James Gallagher and I have introduced AB 1114, to stop censorship on social media. The bill would extend constitutional free speech protections to what you post on Facebook, Twitter, and other platforms.
Freedom of speech is the lynchpin in the great American experiment of self-government. Historically, California has played a leading role in defending it. Yet in recent years our state has done just the opposite, spawning a counter-Enlightenment.
Hostility to free speech first took hold at our universities. That’s why my first act as a California Legislator in 2017 was to author a Resolution advancing freedom of speech on college campuses. Amazingly, it passed our Legislature unanimously.
But my subsequent free speech legislation was killed behind closed doors – perversely enough, without discussion or debate – and the problem grew worse. It escaped the confines of campus life and infected our broader culture. Now it’s gripped the social media companies that went from scrappy California startups to global behemoths and gatekeepers of public discourse.
Usually, the First Amendment doesn’t apply to private companies. But when those companies are backed by the government, it’s a different story. Yale constitutional scholar Jed Rebenfeld explains that “Google, Facebook and Twitter should be treated as state actors under existing legal doctrines” because Congress has “co-opted Silicon Valley” to censor speech on its behalf using legal loopholes and threats.
This amounts to government censorship in the same way hiring a hitman amounts to homicide: you can’t have someone else do what you’re not allowed to.
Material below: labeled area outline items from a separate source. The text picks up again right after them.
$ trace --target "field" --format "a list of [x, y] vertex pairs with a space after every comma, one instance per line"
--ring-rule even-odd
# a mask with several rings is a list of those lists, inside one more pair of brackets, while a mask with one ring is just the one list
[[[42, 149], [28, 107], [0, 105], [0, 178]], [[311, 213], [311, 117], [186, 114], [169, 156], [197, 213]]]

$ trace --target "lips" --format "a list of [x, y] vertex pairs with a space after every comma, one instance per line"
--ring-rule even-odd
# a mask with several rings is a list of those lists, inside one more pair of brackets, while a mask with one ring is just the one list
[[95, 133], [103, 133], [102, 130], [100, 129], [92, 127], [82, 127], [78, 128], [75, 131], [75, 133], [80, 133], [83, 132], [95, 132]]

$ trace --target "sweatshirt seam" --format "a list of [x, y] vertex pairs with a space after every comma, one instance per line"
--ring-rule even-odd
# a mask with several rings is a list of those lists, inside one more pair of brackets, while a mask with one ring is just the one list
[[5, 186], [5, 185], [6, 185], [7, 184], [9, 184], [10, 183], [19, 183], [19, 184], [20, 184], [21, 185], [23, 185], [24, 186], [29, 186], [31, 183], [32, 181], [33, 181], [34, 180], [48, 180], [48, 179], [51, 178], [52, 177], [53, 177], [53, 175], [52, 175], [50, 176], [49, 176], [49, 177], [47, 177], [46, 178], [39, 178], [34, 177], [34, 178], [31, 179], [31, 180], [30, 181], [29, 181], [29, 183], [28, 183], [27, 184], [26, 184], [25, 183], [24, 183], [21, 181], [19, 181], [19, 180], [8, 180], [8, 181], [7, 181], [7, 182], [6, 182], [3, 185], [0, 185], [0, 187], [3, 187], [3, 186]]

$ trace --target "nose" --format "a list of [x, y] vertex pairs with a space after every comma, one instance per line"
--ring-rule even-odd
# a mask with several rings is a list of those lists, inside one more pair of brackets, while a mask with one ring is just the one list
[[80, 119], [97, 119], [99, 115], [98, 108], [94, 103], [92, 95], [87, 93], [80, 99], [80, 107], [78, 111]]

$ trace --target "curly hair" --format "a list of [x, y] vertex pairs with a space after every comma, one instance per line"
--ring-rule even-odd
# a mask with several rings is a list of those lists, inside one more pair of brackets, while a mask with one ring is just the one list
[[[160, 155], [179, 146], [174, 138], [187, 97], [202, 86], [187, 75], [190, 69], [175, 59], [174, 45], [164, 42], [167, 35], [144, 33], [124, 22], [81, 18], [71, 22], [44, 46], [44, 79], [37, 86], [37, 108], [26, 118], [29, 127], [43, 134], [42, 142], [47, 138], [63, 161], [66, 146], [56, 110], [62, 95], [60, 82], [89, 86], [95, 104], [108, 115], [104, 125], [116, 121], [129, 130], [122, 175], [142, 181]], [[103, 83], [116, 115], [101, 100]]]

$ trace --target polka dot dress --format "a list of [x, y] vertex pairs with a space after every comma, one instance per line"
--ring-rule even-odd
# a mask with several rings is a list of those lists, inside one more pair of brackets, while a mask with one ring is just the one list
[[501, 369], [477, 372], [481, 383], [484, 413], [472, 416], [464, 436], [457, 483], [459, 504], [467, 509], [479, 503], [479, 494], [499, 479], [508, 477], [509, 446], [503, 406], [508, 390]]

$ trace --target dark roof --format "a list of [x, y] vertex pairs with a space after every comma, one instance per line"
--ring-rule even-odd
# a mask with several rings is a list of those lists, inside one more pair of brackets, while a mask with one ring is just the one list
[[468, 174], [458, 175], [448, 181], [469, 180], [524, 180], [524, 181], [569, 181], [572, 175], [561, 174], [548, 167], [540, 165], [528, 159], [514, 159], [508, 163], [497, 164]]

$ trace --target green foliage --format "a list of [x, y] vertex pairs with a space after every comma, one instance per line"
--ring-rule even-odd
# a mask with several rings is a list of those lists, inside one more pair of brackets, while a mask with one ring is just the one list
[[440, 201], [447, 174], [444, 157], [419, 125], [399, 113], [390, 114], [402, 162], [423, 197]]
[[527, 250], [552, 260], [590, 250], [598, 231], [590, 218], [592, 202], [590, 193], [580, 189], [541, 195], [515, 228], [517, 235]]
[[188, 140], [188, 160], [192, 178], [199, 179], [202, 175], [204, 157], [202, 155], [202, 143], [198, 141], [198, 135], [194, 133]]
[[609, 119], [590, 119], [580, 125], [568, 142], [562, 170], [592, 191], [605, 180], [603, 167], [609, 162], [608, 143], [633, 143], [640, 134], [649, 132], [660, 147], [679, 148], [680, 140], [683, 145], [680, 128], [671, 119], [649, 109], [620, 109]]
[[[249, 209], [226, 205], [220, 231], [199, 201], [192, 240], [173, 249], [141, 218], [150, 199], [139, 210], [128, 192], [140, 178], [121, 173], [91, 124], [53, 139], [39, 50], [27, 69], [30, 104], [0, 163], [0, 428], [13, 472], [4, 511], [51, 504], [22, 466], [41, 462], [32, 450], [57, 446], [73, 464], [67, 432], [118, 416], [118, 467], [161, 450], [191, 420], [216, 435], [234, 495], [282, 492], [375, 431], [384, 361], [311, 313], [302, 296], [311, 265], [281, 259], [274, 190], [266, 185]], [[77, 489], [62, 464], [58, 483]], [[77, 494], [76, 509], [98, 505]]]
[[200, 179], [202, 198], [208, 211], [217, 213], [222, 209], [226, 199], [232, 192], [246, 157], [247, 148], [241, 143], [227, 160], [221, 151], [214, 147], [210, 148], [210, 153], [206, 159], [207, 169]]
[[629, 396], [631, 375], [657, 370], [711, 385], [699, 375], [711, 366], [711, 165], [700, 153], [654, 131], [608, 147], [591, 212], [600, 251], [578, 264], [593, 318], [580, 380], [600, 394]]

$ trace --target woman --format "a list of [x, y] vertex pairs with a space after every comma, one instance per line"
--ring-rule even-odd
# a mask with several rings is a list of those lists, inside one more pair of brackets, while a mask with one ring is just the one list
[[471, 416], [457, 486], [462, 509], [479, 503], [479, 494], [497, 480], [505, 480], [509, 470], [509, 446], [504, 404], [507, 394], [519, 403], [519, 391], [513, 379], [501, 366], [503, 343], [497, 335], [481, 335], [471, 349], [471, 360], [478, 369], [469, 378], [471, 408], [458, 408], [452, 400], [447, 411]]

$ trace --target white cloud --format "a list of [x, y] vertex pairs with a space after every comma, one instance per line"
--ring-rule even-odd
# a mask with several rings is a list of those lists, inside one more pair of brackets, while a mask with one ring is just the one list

It’s long been the law that a place like a shopping mall cannot restrict speech (say, allowing Bernie Sanders pamphleteers while forbidding Newsom Recall petitioners). These common spaces function as a “public square,” and social media platforms have become a 21st century equivalent.
California helped usher in the new era of censorship that is poisoning American public life. Now we must help end it by rediscovering our foundational principles.